The metal fell 0.5 percent as investors were drawn to riskier assets as the S&P 500 climbed to a five-year high with a string of recent merger activity suggesting stocks could offer even more value.

Technical weakness also sent precious metals lower across the board. Silver fell around 2 percent to a six-month low.

Fading currency risks about a chaotic break-up of the euro zone and recent data showing continued economic recovery around the world have lessened the need for bullion among investors, analysts said.

"You are seeing gold become an asset that investors no longer need to jump in on because the fact that these currencies are not going any time soon. So, the currency hedge is reduced markedly," said Adam Sarhan, chief executive of Sarhan Capital.

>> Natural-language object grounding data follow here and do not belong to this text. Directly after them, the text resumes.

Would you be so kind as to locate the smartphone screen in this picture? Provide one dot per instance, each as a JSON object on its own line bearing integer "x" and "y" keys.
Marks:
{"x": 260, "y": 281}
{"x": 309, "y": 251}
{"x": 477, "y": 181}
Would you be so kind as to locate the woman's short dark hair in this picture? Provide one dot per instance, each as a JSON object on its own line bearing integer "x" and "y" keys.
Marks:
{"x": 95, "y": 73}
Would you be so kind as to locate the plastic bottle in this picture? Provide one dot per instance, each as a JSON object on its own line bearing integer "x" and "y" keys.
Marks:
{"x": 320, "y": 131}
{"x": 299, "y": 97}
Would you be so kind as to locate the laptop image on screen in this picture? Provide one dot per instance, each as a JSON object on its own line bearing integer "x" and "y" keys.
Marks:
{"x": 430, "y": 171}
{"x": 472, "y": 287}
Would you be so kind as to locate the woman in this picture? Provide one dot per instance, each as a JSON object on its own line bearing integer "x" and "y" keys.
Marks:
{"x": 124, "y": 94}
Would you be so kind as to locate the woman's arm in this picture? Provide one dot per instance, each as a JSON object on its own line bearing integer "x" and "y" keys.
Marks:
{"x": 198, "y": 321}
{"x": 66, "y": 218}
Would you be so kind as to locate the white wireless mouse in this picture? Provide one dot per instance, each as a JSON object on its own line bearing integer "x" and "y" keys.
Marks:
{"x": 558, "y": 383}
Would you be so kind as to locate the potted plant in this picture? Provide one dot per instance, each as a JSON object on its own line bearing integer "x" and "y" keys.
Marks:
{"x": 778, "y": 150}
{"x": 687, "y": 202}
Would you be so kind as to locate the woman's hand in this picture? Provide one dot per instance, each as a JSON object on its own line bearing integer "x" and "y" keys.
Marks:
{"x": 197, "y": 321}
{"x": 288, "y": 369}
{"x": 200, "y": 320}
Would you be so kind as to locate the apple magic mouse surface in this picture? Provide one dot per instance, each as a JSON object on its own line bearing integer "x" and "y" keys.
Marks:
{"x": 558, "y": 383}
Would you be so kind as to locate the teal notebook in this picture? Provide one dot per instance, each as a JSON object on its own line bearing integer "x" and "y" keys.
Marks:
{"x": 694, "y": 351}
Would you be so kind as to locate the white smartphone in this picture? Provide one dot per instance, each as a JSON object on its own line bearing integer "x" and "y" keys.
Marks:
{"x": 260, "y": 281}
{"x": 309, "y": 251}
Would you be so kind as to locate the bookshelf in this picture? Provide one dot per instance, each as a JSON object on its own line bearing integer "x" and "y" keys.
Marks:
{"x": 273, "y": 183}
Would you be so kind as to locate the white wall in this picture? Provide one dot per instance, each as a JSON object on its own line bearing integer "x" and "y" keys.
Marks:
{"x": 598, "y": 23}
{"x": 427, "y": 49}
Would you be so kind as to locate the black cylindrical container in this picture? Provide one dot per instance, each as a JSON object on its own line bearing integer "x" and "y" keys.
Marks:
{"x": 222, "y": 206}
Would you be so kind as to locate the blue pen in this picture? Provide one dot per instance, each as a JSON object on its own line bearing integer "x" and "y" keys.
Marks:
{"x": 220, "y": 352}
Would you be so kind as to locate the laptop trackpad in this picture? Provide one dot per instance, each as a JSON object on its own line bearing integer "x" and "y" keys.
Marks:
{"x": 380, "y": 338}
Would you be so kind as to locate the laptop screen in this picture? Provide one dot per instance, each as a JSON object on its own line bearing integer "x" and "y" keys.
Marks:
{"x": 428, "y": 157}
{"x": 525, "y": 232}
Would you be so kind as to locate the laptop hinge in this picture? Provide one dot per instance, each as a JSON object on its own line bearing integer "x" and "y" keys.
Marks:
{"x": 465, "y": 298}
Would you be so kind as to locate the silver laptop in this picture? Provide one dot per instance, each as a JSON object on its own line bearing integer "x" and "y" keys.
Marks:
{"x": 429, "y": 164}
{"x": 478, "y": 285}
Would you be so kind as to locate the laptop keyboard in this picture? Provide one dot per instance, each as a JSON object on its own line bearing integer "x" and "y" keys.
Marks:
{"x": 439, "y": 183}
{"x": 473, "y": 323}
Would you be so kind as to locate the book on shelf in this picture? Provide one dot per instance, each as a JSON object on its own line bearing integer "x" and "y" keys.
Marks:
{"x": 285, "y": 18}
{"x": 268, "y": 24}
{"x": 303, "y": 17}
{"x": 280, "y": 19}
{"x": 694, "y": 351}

Spot gold fell 0.6 percent to $1,600.66 an ounce by 12:14 p.m. EST (1714 GMT), having earlier hit a low of $1,600.34, near a six-month low of $1,598.04 hit on Friday.

U.S. gold futures for April delivery dropped $8.90 to $1,600.60, with trading volume about 10 percent above its 250-day average, preliminary Reuters data showed.

Volume was higher than usual as it included Monday's electronic trading as U.S. markets were shut for the President's Day holiday.

Last week's 3.5 percent drop - the largest weekly fall since May 2012 - made gold vulnerable to further losses in the short term, traders said.

U.S. regulatory selling showing bullion selling by Notable institutional investors, including George Soros, Julian Robertson and Allianz's PIMCO in the fourth quarter of 2012 also weighed down on sentiment.

Investors will scour the minutes from the latest policy meeting of the U.S. Federal Reserve due on Wednesday for hints on the central bank's attitude to monetary stimulus, which has been a key driver behind gold's rally over the past two years.

Silver, which tends to be more volatile than gold, fell 2 percent to $29.25 an ounce.


Platinum prices fell after platinum producer Anglo American Platinum (AMSJ.J) said operations at its South African mines should resume on Wednesday.

Spot platinum fell 0.3 percent to $1,686.24 an ounce, while palladium edged up 0.1 percent to $762 an ounce.

Year to date, platinum is outperforming gold after Amplats said it planned to restructure its South African mines and to cut 14,000 jobs.

Broker UBS cut its one-month platinum forecast to $1,650 from $1,720, anticipating potential downside risks to sentiment surrounding the broad U.S. automatic spending cuts due in March.